• Clarence City Council will permanently display the Aboriginal flag (NITV)Source: NITV
From Monday November 16, the Clarence City Council in Hobart will display the Aboriginal flag permanently, after the council’s backflip on its decision not to fly the flag.
Sarah Maunder

16 Nov 2020 - 4:02 PM  UPDATED 16 Nov 2020 - 4:06 PM

The Clarence City Council in Tasmania will fly the Aboriginal flag permanently, after several month of debate.

Up until now, the council only flew the Aboriginal flag during NAIDOC Week and on Reconciliation Day.

In October, Clarence City Council alderman Beth Warren put forward a motion to fly the Aboriginal flag permanently, but the motion was voted down in a tie, six votes to six.

“When I put the motion forward, I expected it to pass,” she said. 

“So, it was a real surprise when it didn’t.”

In response, community members “flag-bombed” the Clarence City Council building with tiny Aboriginal flags, some emblazoned with written messages to the council. 

On November 2, three weeks after the unsuccessful vote, the Clarence City Council reversed its decision, voting 10-1 to fly the Aboriginal flag permanently at the council after NAIDOC Week.

“I pay full credit to the community for the response they made,” Ms Warren said.

“I think that (the flag-bombing) really touched the hearts and minds of the community and a number of alderman who voted against the motion.

“I’m really glad we got this done … it was kind of a relief really, but there’s still so much work to do.” 

Heather Sculthorpe, CEO of the Tasmanian Aboriginal Centre told NITV News the council embarrassed itself when it voted against flying the flag. 

“It was about time Clarence decided to do that,” she said.

“They embarrassed themselves terribly when they decided not to, and it was the quality of the debates that astonished us as much as the outcome.

“They were justifying not flying the flag in the interest of Reconciliation, I mean we’re not great fans of the Reconciliation movement either, but to have that used as a reason not to fly the flag, because they didn’t want to rush into it, they wanted to build up over a couple of years to a Reconciliation Action Plan … is the height of absurdity.

"So like most other councils and most schools, and most other public institutions, finally agreeing to fly the flag, we welcome it," said Ms Sculthorpe.

Ms Warren said the flag was raised on Monday morning at the council with little fanfare.

“It was very low-key, there were two members of the local Aboriginal community there, Allan and Greg Brown,” she said.

“There was no ceremony, it’s not about ceremony, it’s just about flying the flag.

Allan and Greg Brown’s father and grandfather Cyril raised the Aboriginal flag at the Clarence City Council for the first time in the 1970s

Last week, Tasmania’s House of Assembly unanimously voted to permanently fly the Aboriginal flag over Parliament.

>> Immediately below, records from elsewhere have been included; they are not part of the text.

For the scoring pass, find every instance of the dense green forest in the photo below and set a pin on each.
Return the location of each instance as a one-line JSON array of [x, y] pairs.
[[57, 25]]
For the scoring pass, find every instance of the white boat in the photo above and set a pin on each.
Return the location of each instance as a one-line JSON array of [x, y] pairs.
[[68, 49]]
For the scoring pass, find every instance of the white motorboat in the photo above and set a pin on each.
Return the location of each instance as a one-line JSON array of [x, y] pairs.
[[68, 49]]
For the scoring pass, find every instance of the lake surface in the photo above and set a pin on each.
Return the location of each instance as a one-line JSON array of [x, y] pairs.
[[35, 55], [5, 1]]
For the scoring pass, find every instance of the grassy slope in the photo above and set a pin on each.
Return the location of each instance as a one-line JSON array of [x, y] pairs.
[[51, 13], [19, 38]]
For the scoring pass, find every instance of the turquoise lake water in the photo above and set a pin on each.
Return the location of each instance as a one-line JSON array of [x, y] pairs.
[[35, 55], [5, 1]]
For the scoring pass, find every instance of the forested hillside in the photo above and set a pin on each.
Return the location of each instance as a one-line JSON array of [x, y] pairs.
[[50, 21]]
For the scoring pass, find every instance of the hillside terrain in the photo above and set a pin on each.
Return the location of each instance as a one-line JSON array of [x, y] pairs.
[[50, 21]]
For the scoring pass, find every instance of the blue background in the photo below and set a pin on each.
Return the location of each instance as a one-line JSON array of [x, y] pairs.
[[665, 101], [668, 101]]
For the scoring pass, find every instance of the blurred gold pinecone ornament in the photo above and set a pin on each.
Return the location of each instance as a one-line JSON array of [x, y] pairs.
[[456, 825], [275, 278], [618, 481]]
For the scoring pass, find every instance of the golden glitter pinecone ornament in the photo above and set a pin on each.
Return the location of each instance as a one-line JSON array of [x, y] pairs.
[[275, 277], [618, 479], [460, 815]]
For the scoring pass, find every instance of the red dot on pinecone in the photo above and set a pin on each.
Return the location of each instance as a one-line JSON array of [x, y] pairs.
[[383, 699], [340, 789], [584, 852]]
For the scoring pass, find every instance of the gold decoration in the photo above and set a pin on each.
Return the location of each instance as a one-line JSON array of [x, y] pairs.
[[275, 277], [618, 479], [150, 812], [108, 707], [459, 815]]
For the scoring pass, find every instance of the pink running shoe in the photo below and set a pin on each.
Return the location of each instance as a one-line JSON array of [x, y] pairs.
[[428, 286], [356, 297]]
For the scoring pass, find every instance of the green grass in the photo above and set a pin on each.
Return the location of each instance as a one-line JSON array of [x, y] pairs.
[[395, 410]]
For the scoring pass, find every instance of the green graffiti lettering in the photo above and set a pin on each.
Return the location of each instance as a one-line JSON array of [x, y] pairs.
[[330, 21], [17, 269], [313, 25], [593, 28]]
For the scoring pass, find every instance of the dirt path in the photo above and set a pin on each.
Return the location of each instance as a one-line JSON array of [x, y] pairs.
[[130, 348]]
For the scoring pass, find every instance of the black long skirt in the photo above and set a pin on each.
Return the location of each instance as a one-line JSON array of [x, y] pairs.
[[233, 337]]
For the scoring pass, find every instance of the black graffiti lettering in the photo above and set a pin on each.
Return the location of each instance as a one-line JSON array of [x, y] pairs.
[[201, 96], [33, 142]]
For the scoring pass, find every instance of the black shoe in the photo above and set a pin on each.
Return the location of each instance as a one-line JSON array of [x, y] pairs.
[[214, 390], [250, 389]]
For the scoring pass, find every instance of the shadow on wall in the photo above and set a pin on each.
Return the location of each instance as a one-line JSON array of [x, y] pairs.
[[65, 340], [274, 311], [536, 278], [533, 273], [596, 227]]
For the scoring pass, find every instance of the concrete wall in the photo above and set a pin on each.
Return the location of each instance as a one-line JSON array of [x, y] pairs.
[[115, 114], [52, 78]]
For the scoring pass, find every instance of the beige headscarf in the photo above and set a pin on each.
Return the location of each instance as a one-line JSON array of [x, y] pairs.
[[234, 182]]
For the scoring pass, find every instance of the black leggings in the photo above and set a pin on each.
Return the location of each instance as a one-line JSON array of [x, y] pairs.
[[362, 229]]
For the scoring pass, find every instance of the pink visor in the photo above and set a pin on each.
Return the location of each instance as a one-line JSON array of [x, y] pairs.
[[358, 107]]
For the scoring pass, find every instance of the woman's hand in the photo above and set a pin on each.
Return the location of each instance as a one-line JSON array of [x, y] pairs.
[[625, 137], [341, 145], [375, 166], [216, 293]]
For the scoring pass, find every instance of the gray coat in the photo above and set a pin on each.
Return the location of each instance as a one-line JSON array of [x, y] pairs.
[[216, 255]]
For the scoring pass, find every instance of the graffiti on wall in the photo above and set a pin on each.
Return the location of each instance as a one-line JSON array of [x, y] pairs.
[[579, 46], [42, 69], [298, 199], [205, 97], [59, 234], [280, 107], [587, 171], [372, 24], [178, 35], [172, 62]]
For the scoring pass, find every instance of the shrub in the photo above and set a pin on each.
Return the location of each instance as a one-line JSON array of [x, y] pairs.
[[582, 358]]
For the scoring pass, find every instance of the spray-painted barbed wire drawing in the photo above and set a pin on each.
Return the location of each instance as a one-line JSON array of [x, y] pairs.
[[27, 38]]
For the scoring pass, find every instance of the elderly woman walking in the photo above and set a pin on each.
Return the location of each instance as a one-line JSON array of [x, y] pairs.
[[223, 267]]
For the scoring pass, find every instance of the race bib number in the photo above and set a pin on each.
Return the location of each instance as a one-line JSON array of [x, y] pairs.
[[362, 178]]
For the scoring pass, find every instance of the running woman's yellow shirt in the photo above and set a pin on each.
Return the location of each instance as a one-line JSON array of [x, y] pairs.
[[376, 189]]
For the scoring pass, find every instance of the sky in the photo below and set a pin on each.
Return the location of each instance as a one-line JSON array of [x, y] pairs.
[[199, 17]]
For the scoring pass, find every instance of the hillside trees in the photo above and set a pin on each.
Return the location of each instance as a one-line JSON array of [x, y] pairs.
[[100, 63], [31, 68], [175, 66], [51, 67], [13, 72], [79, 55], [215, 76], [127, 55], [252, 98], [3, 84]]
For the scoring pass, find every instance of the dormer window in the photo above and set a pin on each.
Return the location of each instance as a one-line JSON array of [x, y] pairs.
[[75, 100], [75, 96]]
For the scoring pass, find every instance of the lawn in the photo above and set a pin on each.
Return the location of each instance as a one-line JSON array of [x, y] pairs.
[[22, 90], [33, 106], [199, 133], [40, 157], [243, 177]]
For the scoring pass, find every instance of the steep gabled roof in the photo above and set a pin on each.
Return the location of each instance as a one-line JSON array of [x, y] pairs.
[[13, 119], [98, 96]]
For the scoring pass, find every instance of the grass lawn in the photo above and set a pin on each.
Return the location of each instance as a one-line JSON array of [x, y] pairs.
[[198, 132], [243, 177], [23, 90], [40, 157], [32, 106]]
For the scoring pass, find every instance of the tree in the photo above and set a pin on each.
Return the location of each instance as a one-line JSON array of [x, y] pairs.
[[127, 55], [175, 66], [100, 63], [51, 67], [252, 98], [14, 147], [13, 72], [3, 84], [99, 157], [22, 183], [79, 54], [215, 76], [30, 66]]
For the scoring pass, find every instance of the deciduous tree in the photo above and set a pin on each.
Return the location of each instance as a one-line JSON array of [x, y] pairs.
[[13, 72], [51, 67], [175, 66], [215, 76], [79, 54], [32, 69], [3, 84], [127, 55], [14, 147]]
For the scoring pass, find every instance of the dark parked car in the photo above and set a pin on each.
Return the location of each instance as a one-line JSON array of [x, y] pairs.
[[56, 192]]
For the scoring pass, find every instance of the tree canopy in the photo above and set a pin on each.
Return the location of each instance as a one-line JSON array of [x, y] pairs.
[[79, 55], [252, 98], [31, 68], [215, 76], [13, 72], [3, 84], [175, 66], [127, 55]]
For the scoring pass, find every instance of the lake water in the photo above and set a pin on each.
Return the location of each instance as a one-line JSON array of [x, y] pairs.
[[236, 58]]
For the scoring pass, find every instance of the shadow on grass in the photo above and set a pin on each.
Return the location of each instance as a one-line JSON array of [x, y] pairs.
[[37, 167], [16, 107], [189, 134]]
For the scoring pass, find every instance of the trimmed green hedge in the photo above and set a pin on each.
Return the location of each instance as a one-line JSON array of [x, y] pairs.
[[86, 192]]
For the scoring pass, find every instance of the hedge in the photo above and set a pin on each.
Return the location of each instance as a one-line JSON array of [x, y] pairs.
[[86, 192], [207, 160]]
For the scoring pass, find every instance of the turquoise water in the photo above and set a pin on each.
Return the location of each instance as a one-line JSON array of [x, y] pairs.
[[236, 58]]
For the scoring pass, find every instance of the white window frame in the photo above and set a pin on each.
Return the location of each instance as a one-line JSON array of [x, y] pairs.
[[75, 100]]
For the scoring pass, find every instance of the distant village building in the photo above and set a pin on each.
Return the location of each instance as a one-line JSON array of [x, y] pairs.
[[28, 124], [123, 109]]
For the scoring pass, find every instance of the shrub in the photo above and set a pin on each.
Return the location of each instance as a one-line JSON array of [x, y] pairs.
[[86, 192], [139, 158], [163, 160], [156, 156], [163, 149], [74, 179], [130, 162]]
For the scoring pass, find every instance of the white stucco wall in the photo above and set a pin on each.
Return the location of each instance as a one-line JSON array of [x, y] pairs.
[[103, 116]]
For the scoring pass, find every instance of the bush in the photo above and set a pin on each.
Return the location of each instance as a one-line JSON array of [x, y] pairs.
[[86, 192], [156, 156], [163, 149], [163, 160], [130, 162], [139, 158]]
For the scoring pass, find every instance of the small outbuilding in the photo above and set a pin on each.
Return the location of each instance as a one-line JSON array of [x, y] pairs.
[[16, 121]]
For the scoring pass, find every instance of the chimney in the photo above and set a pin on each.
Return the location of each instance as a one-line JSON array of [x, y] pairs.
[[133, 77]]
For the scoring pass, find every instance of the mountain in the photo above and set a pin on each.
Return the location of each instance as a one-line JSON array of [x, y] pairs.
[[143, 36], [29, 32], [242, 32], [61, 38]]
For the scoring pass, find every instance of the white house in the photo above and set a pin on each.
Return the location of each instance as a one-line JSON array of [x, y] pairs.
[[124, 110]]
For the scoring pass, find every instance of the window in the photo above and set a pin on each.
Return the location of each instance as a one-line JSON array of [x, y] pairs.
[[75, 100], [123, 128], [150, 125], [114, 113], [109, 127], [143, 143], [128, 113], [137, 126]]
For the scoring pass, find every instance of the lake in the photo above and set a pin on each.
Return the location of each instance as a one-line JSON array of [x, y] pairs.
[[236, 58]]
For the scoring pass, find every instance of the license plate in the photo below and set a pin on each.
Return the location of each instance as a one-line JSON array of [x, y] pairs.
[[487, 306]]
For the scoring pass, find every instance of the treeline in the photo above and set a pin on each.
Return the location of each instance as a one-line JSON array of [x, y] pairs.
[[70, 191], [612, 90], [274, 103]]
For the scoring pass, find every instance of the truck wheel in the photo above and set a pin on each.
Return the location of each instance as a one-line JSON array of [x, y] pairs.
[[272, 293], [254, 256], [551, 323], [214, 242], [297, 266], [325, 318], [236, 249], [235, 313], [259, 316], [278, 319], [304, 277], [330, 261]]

The motion was brought forward by the Greens leader Cassy O'Connor.

"I know it is only symbolic but it has some real meaning because what it is says is that this land is Aboriginal land.

"It is a good thing to fly that flag over the institutions of this country including local governments and parliaments," she told parliament. 

Ms Sculthorpe said there must be consultation with Aboriginal people about such decisions.

“In Tasmania it seems like they’re going to want to (fly the flag) but they didn’t talk to everyone about it first.

“Because it’s not just saying ‘here’s the flag, this is Aboriginal land, Aborigines were here first’ it’s indicating that’s the decisions being made are being made on behalf of Aboriginal people. 

“Many Aborigines don’t think that is the case, and in that sense, it’s not something that they should be doing without the consent of the Aboriginal community.”